A backwards step that was a move in the right direction

28th July 1995 at 01:00
A colleague who recently retired warned me that it felt "rather like the end of a 30- year toothache". He spoke only partly in jest, for his experience of teaching had not always been happy. A sad epitaph for what was once and still is a fulfilling vocation. But it's not uncommon.

We all know teachers who struggle to survive in the classroom, or who hold a post of responsibility as if it were a burden. It's wrong that they feel they have no choice but to soldier on, sometimes through years of unhappiness and offering little of value to their pupils or school. Perhaps the only solution is re-training, early retirement or, in extreme cases, dismissal. But there are other teachers who are simply in the wrong job in their school. I was one.

Three years ago I resigned as head of department and returned to being an "ordinary" classroom teacher in my school. I resigned because, after eight years, it had become like the proverbial unrelieved toothache. I worried endlessly about the responsibility, became sensitive to the slightest criticism (real and imagined), and saw my classroom work suffer.

Visits to the doctor became more frequent; my life outside school deteriorated. I lost confidence and was deeply unhappy. On the day of resignation, I had the tooth pulled and, as in the dentist's surgery, I experienced both pain and relief.

For several years I had silently struggled with the knowledge that the job wasn't for me, that I had made a mistake in wanting it. Three factors prevented me from doing anything about it. First, the conviction that you don't ever take a career step that looks like a backwards move; second, the shame in admitting that I was wrong for the job, and finally, the idea that I couldn't survive if I took a salary cut.
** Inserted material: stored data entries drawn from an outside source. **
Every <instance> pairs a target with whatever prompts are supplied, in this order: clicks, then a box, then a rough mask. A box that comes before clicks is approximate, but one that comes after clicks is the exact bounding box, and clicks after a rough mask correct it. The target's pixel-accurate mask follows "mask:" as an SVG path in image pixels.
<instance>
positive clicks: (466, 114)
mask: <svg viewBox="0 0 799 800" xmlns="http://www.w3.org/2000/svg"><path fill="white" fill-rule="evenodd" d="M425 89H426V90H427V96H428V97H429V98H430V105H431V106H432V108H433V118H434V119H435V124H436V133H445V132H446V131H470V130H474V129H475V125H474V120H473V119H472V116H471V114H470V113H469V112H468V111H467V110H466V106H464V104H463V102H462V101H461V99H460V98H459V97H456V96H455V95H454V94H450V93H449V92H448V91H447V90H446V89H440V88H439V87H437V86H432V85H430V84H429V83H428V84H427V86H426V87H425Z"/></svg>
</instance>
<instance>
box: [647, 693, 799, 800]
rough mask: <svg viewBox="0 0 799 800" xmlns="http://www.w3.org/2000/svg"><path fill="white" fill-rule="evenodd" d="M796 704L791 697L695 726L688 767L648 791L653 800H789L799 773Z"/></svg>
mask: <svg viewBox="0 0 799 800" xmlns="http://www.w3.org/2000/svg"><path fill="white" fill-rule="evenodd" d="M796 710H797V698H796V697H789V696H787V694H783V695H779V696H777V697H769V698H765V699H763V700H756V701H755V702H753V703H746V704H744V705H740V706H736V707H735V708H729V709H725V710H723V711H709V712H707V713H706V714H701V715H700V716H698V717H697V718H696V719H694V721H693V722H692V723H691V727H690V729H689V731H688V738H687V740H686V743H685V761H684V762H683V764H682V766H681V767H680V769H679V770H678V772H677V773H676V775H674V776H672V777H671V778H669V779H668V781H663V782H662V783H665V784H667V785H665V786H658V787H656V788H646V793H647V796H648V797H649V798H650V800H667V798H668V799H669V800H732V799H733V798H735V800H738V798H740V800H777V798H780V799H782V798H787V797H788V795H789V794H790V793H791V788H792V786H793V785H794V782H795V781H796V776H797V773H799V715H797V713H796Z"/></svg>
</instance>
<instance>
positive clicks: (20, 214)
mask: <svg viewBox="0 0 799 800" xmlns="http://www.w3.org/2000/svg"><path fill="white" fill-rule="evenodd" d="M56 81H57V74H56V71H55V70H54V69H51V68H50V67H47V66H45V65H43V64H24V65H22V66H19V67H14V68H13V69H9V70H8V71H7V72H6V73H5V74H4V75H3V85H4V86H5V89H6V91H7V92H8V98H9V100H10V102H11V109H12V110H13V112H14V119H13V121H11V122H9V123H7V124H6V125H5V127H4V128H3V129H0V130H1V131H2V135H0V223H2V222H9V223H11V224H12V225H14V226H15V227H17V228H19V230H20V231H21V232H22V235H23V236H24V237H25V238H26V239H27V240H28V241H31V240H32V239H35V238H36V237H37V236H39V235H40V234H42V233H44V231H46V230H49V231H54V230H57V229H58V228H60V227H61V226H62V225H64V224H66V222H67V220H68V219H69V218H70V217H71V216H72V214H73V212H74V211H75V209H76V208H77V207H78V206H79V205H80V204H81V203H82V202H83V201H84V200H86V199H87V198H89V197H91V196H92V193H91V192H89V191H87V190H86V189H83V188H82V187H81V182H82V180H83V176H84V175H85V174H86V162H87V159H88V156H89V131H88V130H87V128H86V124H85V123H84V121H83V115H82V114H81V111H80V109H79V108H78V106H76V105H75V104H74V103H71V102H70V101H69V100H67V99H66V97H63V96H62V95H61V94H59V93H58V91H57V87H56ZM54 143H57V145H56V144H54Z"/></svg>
It wasn't easy to face up to the first two facts, and to cope with the notion that I'd failed. I would like to believe that schools are aware of such problems, and sensitive enough to deal with them - even to offer financial help when teachers opt to move to a lower salary. I think this is rarely the case. People are usually left to work out their own salvation, and rarely can. Teachers, pupils and schools are all the losers.

I have no regrets. I made a decision that has certainly helped my school: my replacement is more effective than me. (It would have pleased me even more if the school had, in the smallest way, acknowledged that my decision took some courage and cost me Pounds 2,000 a year).

My life is now richer in other ways. Most importantly, I am a better teacher. I enjoy my classroom work again, and I have recovered my self-confidence and self-esteem. The other day I even thought of applying for a post of responsibility again! And, when I retire, I shan't liken my teaching to toothache.

Marcus Short is an ex-head of special needs who now teaches in the West Country. He writes under a pseudonym.